Writing regularly. Three to four times per week, some form of structured writing. Journal entries count if they include complete sentences and developing paragraphs. Reports, letters, postcards, and creative writing all develop different skills. Occasional explicit grammar and spelling practice (10 to 15 minutes) maintains the conventions.
Maths is where gaps form fastest and recover slowest. If you only maintain one structured subject on the road, make it maths. Everything else can be caught up relatively quickly on return; maths gaps compound.
Tracking Progress
Use a structured program with tracking. Mathletics, Reading Eggs, and similar programs track progress automatically and show you where your child is relative to their year level. This removes the guesswork and gives you early warning if they’re slipping.
Periodic check-ins. Every 6 to 8 weeks, do an informal assessment. Can they do the maths expected for their year level? Is their reading progressing? Is their writing improving? You don’t need formal tests; a quick review of their work and a conversation about what they’ve learned is usually enough.
Compare against the Australian Curriculum. The Australian Curriculum website (v9.australiancurriculum.edu.au) lists what children should know at each year level. A quick scan every term reassures you that the big items are being covered, even if the sequence is different from a classroom.

A quick progress check every 6 to 8 weeks catches problems early. Most families find their kids are doing better than they feared.
Preparing For The Return
If your child is returning to mainstream school after the Big Lap, some preparation in the final month makes the transition smoother.
Ramp up structure. In the last 4 to 6 weeks, increase the daily structured schoolwork to match what they’ll experience in the classroom. Longer sessions, more formal work, and a schedule that mirrors school hours help the adjustment.
Review the curriculum. Check what their year level has been covering while they were away. If there are specific topics they haven’t encountered (a particular science unit, a history topic), spend a week or two covering the basics.
Practice the routines. Sitting still for extended periods, following a timetable, working silently, and completing set tasks on deadline are classroom skills that road-schooled kids may have lost. Practising these in the final weeks reduces the shock.
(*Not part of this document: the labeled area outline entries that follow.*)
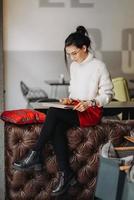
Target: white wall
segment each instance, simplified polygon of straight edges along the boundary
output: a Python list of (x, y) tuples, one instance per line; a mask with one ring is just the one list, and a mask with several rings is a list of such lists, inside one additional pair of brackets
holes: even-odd
[[(106, 62), (112, 76), (123, 74), (131, 79), (134, 59), (129, 66), (124, 41), (129, 40), (132, 53), (133, 10), (133, 0), (4, 0), (6, 109), (26, 105), (20, 80), (32, 87), (40, 86), (49, 94), (45, 79), (56, 79), (60, 73), (69, 78), (63, 60), (64, 40), (78, 25), (88, 28), (92, 37), (97, 29), (97, 55)], [(123, 38), (126, 32), (129, 39)]]

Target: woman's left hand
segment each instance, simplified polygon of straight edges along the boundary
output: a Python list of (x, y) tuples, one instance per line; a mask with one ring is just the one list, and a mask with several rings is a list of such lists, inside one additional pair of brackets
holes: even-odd
[(90, 101), (80, 101), (76, 106), (74, 106), (74, 110), (78, 110), (79, 112), (85, 111), (89, 106), (91, 106)]

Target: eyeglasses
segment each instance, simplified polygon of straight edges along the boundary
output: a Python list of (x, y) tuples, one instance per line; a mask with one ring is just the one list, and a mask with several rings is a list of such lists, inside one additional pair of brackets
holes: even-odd
[(71, 57), (71, 56), (76, 56), (79, 52), (80, 52), (81, 49), (77, 50), (77, 51), (73, 51), (71, 53), (67, 53), (66, 55)]

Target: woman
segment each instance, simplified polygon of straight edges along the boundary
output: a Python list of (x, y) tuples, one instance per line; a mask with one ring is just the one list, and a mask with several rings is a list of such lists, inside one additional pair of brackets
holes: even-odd
[(103, 105), (113, 97), (113, 85), (104, 63), (96, 59), (91, 50), (91, 40), (83, 26), (71, 33), (65, 40), (65, 61), (67, 56), (73, 61), (70, 66), (69, 98), (61, 103), (74, 104), (73, 109), (49, 108), (46, 121), (35, 147), (14, 168), (27, 170), (40, 169), (42, 149), (49, 139), (52, 140), (57, 162), (59, 180), (52, 190), (57, 196), (65, 192), (74, 183), (75, 176), (69, 165), (66, 132), (74, 126), (92, 126), (100, 122)]

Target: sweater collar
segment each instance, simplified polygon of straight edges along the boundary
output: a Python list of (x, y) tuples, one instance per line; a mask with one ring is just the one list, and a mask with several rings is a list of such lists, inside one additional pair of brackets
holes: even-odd
[(89, 52), (89, 53), (88, 53), (88, 56), (86, 57), (86, 59), (83, 60), (83, 61), (80, 63), (80, 65), (83, 65), (83, 64), (85, 64), (85, 63), (87, 63), (87, 62), (90, 62), (92, 59), (93, 59), (93, 54)]

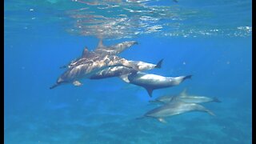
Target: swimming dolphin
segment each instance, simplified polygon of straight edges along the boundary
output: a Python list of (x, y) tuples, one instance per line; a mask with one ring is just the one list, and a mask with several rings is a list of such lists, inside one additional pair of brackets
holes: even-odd
[(86, 47), (82, 54), (82, 58), (66, 70), (50, 87), (53, 89), (62, 83), (73, 82), (74, 86), (81, 86), (79, 79), (90, 78), (95, 73), (111, 66), (123, 66), (138, 70), (138, 66), (134, 63), (116, 55), (102, 55), (93, 51), (89, 51)]
[(116, 55), (135, 44), (138, 44), (136, 41), (128, 41), (110, 46), (105, 46), (102, 42), (102, 38), (100, 38), (94, 52), (108, 55)]
[(157, 107), (152, 110), (150, 110), (142, 117), (138, 118), (138, 119), (150, 117), (157, 118), (161, 122), (166, 122), (164, 119), (164, 118), (166, 117), (181, 114), (191, 111), (207, 112), (210, 115), (215, 115), (212, 111), (207, 110), (202, 105), (196, 103), (187, 103), (180, 100), (175, 100), (162, 106)]
[(154, 90), (162, 89), (179, 85), (185, 79), (190, 78), (192, 75), (179, 77), (163, 77), (161, 75), (137, 72), (131, 74), (120, 76), (126, 82), (144, 87), (149, 95), (152, 97)]
[[(147, 63), (143, 62), (138, 61), (129, 61), (138, 66), (139, 71), (148, 70), (154, 68), (161, 68), (162, 62), (163, 59), (161, 59), (156, 65), (152, 63)], [(114, 67), (108, 67), (104, 69), (92, 76), (90, 77), (90, 79), (102, 79), (111, 77), (119, 77), (125, 74), (130, 74), (133, 73), (138, 72), (137, 70), (133, 68), (126, 67), (126, 66), (114, 66)]]
[(179, 99), (182, 102), (188, 103), (203, 103), (210, 102), (221, 102), (217, 98), (209, 98), (204, 96), (197, 96), (197, 95), (190, 95), (186, 93), (186, 89), (185, 89), (182, 93), (178, 95), (164, 95), (157, 98), (150, 102), (161, 102), (161, 103), (168, 103), (174, 99)]
[[(116, 45), (113, 45), (110, 46), (105, 46), (102, 43), (102, 39), (100, 38), (99, 42), (94, 50), (94, 53), (98, 54), (99, 55), (116, 55), (124, 51), (127, 48), (138, 44), (136, 41), (128, 41), (121, 42)], [(85, 49), (86, 50), (86, 49)], [(83, 52), (83, 54), (86, 54)], [(72, 60), (69, 64), (61, 66), (60, 68), (71, 68), (76, 64), (79, 63), (79, 62), (83, 61), (84, 57), (82, 55), (81, 57)]]

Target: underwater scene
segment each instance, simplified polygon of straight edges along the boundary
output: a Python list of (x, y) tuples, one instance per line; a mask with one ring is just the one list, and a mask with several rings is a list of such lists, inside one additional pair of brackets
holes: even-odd
[(252, 1), (5, 0), (4, 143), (252, 143)]

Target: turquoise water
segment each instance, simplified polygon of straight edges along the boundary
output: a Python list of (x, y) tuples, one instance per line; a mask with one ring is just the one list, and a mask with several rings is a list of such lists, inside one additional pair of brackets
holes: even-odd
[[(252, 143), (251, 1), (5, 1), (5, 143)], [(153, 98), (118, 78), (83, 79), (50, 90), (59, 66), (107, 46), (138, 45), (129, 60), (162, 67), (163, 76), (192, 74)], [(216, 97), (191, 112), (136, 119), (155, 108), (149, 100), (187, 88)]]

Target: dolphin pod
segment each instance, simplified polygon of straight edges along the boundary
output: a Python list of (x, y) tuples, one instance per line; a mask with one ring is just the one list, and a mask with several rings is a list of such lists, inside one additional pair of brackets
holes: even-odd
[[(161, 68), (163, 59), (159, 60), (157, 63), (149, 63), (127, 60), (118, 56), (126, 49), (138, 44), (135, 41), (128, 41), (106, 46), (103, 45), (102, 39), (100, 39), (94, 50), (90, 51), (86, 47), (80, 57), (61, 66), (60, 68), (65, 68), (66, 70), (50, 89), (54, 89), (64, 83), (73, 83), (77, 86), (82, 86), (80, 80), (82, 78), (103, 79), (118, 77), (125, 82), (145, 88), (151, 98), (154, 90), (178, 86), (186, 79), (191, 78), (191, 74), (166, 77), (142, 72)], [(138, 119), (154, 118), (161, 122), (166, 122), (164, 119), (166, 117), (192, 111), (206, 112), (210, 115), (215, 115), (201, 103), (220, 102), (216, 98), (187, 94), (186, 89), (179, 94), (161, 96), (150, 102), (163, 105), (146, 112)]]

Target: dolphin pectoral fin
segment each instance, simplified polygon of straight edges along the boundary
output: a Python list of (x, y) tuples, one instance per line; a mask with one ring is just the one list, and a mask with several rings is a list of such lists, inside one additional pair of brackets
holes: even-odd
[(222, 102), (222, 101), (218, 100), (218, 98), (216, 98), (216, 97), (213, 98), (213, 102)]
[(80, 86), (82, 84), (79, 81), (74, 81), (74, 82), (73, 82), (73, 85), (76, 86)]
[(212, 111), (210, 111), (210, 110), (207, 110), (206, 112), (207, 112), (208, 114), (210, 114), (210, 115), (212, 115), (212, 116), (216, 116), (216, 115), (214, 114), (214, 113), (212, 112)]
[(90, 52), (88, 50), (87, 46), (86, 46), (82, 50), (82, 58), (86, 58), (89, 56), (89, 54), (90, 54)]
[(103, 48), (103, 47), (105, 47), (103, 45), (103, 39), (102, 38), (100, 38), (96, 49)]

Talk to the receiving school. Contact the school before your child returns. Share what they’ve been learning, the approach you used, and any areas where you think they might need support. Most teachers are genuinely interested in what travelling kids have learned and will work with you to smooth the transition.
Expect an adjustment period. Two to four weeks of social and academic recalibration is normal. Your child may find the classroom boring after the freedom of the road. They may struggle with the pace or the structure. They may be ahead in some areas and behind in others. This settles. Teachers consistently report that travelling kids catch up quickly where they have gaps and contribute enormously to class discussions with their broader knowledge.
- Travelling kids typically return at or above their peers’ level, especially in general knowledge, reading, verbal skills, and social confidence.
- Maths is where gaps form fastest. 20 to 30 minutes of structured maths daily, 5 days a week, is the single most important commitment.
- Daily reading (20 to 30 minutes) and regular writing (3 to 4 times per week) maintain literacy skills without heavy structured sessions.
- Use programs with tracking (Mathletics, Reading Eggs) for automatic progress monitoring. Do an informal check-in every 6 to 8 weeks.
- Before returning to school: ramp up structure, review the curriculum, contact the receiving school, and expect 2 to 4 weeks of adjustment.